Greta Thunberg dismisses COP26 deal as more ‘blah, blah, blah’

The main focus of Cop26 was an attempt to agree a plan that would limit average global temperature increases to 1.5C above pre-industrial levels. 

Pivotal to this benchmark was a deal on coal use.  

The fossil fuel is the worst pollutant currently in use around the globe, especially by growing industrial giants like India and China. 

Delegates in Scotland spent long days days over weeks arguing over the language to use to tie countries down to shutting down coal-fired power stations and not building any new ones.

The summit believed last night that they had achieved a working that could start this happening, with talk that nations would ‘phase out’ the black carbon chunks.

But at the death in Glasgow last night, it was watered down following a push led by China, backed up by its erstwhile enemy and rival India, that saw the wording replaced by ‘phase down’.

The difference is that while it holds countries to reducing their coal use, it does not hold them to ceasing altogether. 

Alok Sharma last night apologised for the last-gasp change. For the Glasgow Pact to pass, support had to be unanimous.

But today he insisted it was an ‘historic achievement’ as previous Cop summits have failed to get any change on coal use. 

What else has been agreed? 

There has also been a doubling of money for developing countries to help them to adapt to climate change. The current goal is $100bn a year, while there could be a trillion dollar a year fund from 2025.
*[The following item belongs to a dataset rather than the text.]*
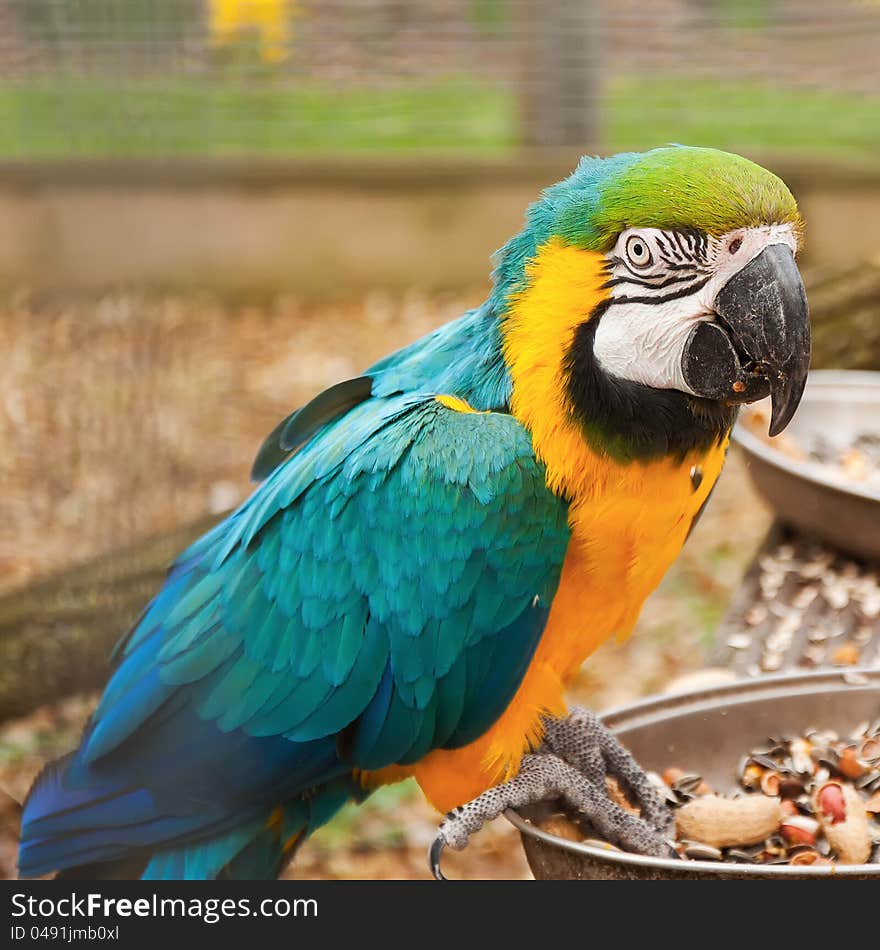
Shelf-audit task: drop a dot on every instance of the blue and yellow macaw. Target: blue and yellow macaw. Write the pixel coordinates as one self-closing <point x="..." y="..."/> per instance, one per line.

But the agreement also noted ‘with deep regret’ that wealthy nations had also failed to stump up a separate annual sum of $100 billion they promised over a decade ago. 

During the conference, a range of wealthy governments stepped up with new pledges – totalling about $960 million – for two key U.N.-backed funds that help vulnerable nations adapt to climate change.

Still, the amounts pledged remained far below the annual $70 billion developing countries are thought to need now, an amount that could rise to $300 billion a year by 2030, according to the United Nations. 

It urged countries to pay up ‘urgently and through 2025’.

There was also progress toward setting a firm target for adaptation finance, which currently accounts for just a quarter of international climate finance for developing nations, garnering only $20 billion in 2019. 

In a bid to spur further ambition, major emitters will also be asked to present new targets at the 2022 UN climate conference in Egypt.

China has been particularly wary of having others scrutinise its efforts too closely. Along with other developed and emerging economies, it is now expected to report every five instead of every 10 years. 

Why do we need this?

When the Paris Agreement was negotiated in 2015, it was clear the national action plans, or nationally determined contributions (NDCs), that countries had submitted for emissions cuts up to 2030 left the world way off track to meet the temperature goals in the accord.

The agreement built in a ratchet mechanism that would see countries return with updated plans up to 2030 by Cop26 – which was meant to take place in 2020, but was delayed by the pandemic.

But the latest set of plans countries submitted in the run-up to Glasgow still leave the world for off track for the 45 per cent emissions cuts needed by 2030 to meet the 1.5C goal, instead heading for 2.4C of warming.

At the summit, countries were under pressure to come up with a deal in Glasgow to take steps to increase their ambition for emission cuts in the 2020s to stop the 1.5C goal slipping out of reach.

And with the impacts of 1.1C of warming already biting, there was also pressure to provide the finance for developing countries to cope with the crisis, and to address the loss and damage they are facing.

Scientists have also warned keeping temperature rises to 1.5C requires global emissions to be cut by 45 per cent by 2030, and to zero overall by mid-century. 

What does it mean for ordinary people in the UK? 

Lives are going to change because of climate action, but the UK already has targets to cut its emissions by 68 per cent by 2030, in line with the Paris Agreement, alongside its domestic legal carbon-cutting goals.

It is implementing plans to meet them, with measures such as the coal power phaseout, conventional car ban and efforts to switch home heating to clean alternatives to boilers planned or under way.

In the longer term, it keeps alive the possibility of limiting global warming to 1.5C, helping protect people from the worst impacts of climate change.

In the UK, that means avoiding the most damaging flooding and storms, coastal erosion, water shortages and heatwaves that rising temperatures will bring.